Dieu, qu’il fait chaud ! me dis-je tout à coup. Une rosée envahit l’espace de chair délicate entre la lèvre supérieure et le bas du nez. Oui, c’est vrai, il fait chaud ! Je découvre mes épaules en tirant vers le bas la couette et me donne une impression de bain de mer lorsque vous soulevez la dernière vague mourante de mousse blanche. Brrrr ! Non, recouvre-toi, me dis-je. Et la mécanique repart, le ressort tendu, souvenirs, émotions, succès, défaites, et bien d’autres choses encore. L’oscillateur marque des hauts et des bas, la machine est toujours vivante et incontrôlable. Un quart d’heure plus tard, je me bats toujours avec la couette, tantôt trop descendue, tantôt trop englobante. Mais l’intérieur des yeux commence à fatiguer. Oui, c’est bien l’intérieur puisqu’ils sont fermés. Mais il y a une sorte de deuxième voile qui s’installe progressivement, comme un brouillard familier qui envahit l’écran de cinéma d’une laiteuse fantaisie. Pourtant un chatouillement intempestif me contraint à passer le coude sur les côtes sans cependant gratter cette partie du corps, sensible en période nocturne. Ah… Je ne peux résister. Avec l’autre main, je sors des ongles vengeurs et, ostensiblement, me gratte le lieu des supplices. Cela fait du bien ! Aussi, en un instant, je sombre dans l’étoupe du sommeil, en un lieu sans temps qui me prend dans ses bras jusqu’au lendemain matin.

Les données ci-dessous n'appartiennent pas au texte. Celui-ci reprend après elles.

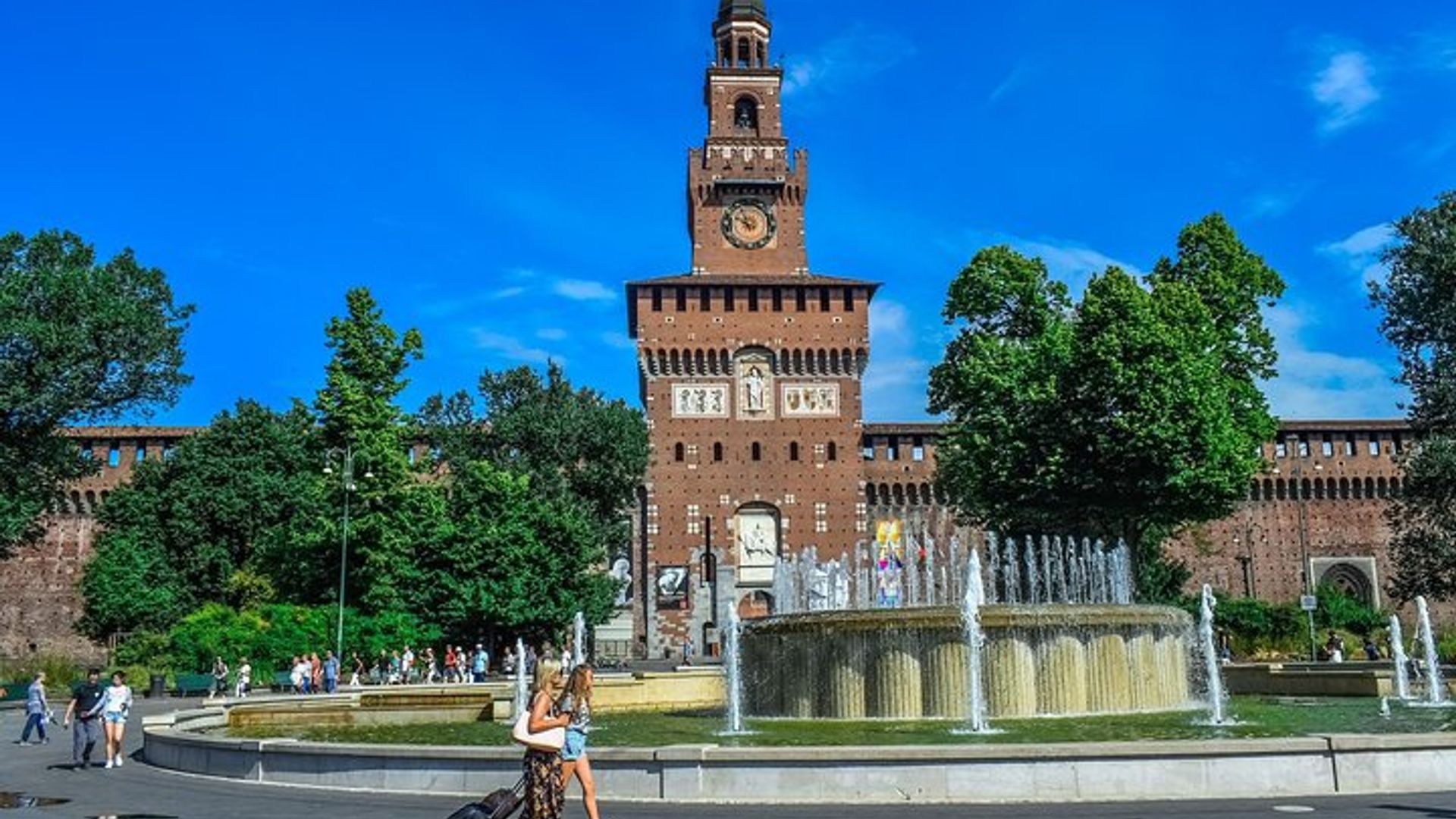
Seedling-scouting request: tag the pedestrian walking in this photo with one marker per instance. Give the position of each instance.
(218, 678)
(576, 703)
(545, 792)
(36, 710)
(245, 678)
(331, 672)
(114, 708)
(85, 697)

Oui, c’est vrai... ça chatouille ou ça grattouille, et même, parfois, ça papouille.

22/03/2014

La nuit en deux temps

Elle s’est levée au milieu de la nuit, réveillée parce que repue de sommeil. Elle est descendue à la cuisine, s’est fait un thé, est remontée, s’est laissée aller à la poésie. Quand tout fut fini, elle se tourne vers le lit où l’attend son autre moitié, celui qui donne au monde une autre chaleur, pleine de force et de paix.

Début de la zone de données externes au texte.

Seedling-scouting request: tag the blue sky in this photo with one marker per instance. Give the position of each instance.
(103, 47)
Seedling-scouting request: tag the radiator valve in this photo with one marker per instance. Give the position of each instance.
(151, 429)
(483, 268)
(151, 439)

Qu’il est bon de se laisser prendre dans ses bras et de refermer la vie dans ses filets. Elle se couche subrepticement, soulevant la couette d’une main agile, prenant garde à ne pas déplacer d’air. Il fait froid, ses cuisses découvertes recherchent le corps chaud. Encore un peu. La voici dans la bulle qui se forme et l’englobe de sa somnolence. Appuyée sur son épaule, elle entre dans son odeur personnelle et se laisse aller à la torpeur de ce miel chaleureux. La main gentiment se laisse aller dans le creux de la hanche, là où la courbe se fait plus tendre et creuse.

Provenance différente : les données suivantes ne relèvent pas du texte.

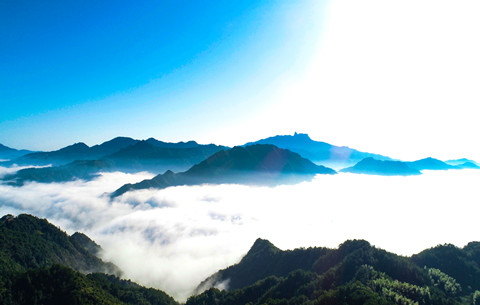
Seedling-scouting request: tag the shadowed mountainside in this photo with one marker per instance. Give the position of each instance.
(30, 242)
(319, 152)
(156, 156)
(80, 169)
(355, 273)
(371, 166)
(38, 263)
(255, 164)
(7, 153)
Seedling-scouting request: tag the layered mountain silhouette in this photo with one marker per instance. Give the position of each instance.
(156, 156)
(463, 162)
(371, 166)
(254, 164)
(429, 164)
(354, 273)
(77, 151)
(319, 152)
(7, 153)
(80, 169)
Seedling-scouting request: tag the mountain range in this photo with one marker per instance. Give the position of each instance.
(371, 166)
(319, 152)
(7, 153)
(355, 273)
(258, 164)
(38, 263)
(125, 154)
(79, 161)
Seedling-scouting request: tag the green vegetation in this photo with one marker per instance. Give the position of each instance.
(355, 273)
(40, 264)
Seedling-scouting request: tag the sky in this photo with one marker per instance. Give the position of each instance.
(394, 78)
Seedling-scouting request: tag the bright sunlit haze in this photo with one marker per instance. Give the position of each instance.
(127, 121)
(398, 79)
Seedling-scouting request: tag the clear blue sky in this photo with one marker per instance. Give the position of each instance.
(395, 78)
(88, 70)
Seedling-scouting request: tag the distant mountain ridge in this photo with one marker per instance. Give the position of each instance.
(156, 156)
(255, 164)
(371, 166)
(79, 169)
(8, 153)
(318, 152)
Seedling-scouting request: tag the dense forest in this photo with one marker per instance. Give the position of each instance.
(40, 264)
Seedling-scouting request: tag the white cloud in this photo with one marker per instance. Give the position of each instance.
(174, 238)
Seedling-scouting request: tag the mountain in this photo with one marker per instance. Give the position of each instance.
(371, 166)
(29, 242)
(156, 156)
(38, 264)
(80, 169)
(157, 143)
(461, 161)
(463, 264)
(261, 261)
(77, 151)
(319, 152)
(254, 164)
(469, 165)
(7, 153)
(429, 164)
(354, 273)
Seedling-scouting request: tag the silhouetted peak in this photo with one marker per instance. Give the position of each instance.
(169, 173)
(353, 245)
(80, 146)
(303, 136)
(261, 246)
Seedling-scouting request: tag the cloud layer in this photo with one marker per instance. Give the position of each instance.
(174, 238)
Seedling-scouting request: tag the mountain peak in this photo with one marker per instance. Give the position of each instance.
(304, 136)
(261, 246)
(77, 147)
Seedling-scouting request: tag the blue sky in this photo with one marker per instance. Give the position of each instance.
(87, 71)
(399, 79)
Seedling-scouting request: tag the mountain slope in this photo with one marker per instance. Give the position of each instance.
(80, 169)
(318, 152)
(255, 164)
(461, 161)
(157, 156)
(261, 261)
(429, 164)
(8, 153)
(371, 166)
(37, 262)
(355, 273)
(77, 151)
(29, 242)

Elle caresse cette peau connue, aimée, jusqu’au moment où le sommeil s’empare d’elle. Sa main, inerte, l’a réveillé. Il se laisse bercer par la caresse, puis se rendort également. Ils se rencontrent dans leur rêve et se sourient.

Le lendemain, en ouvrant les yeux, ils lisent dans la page ouverte de l’autre l’amour qui les tient endormis, sûrs d’eux et de leur bonheur.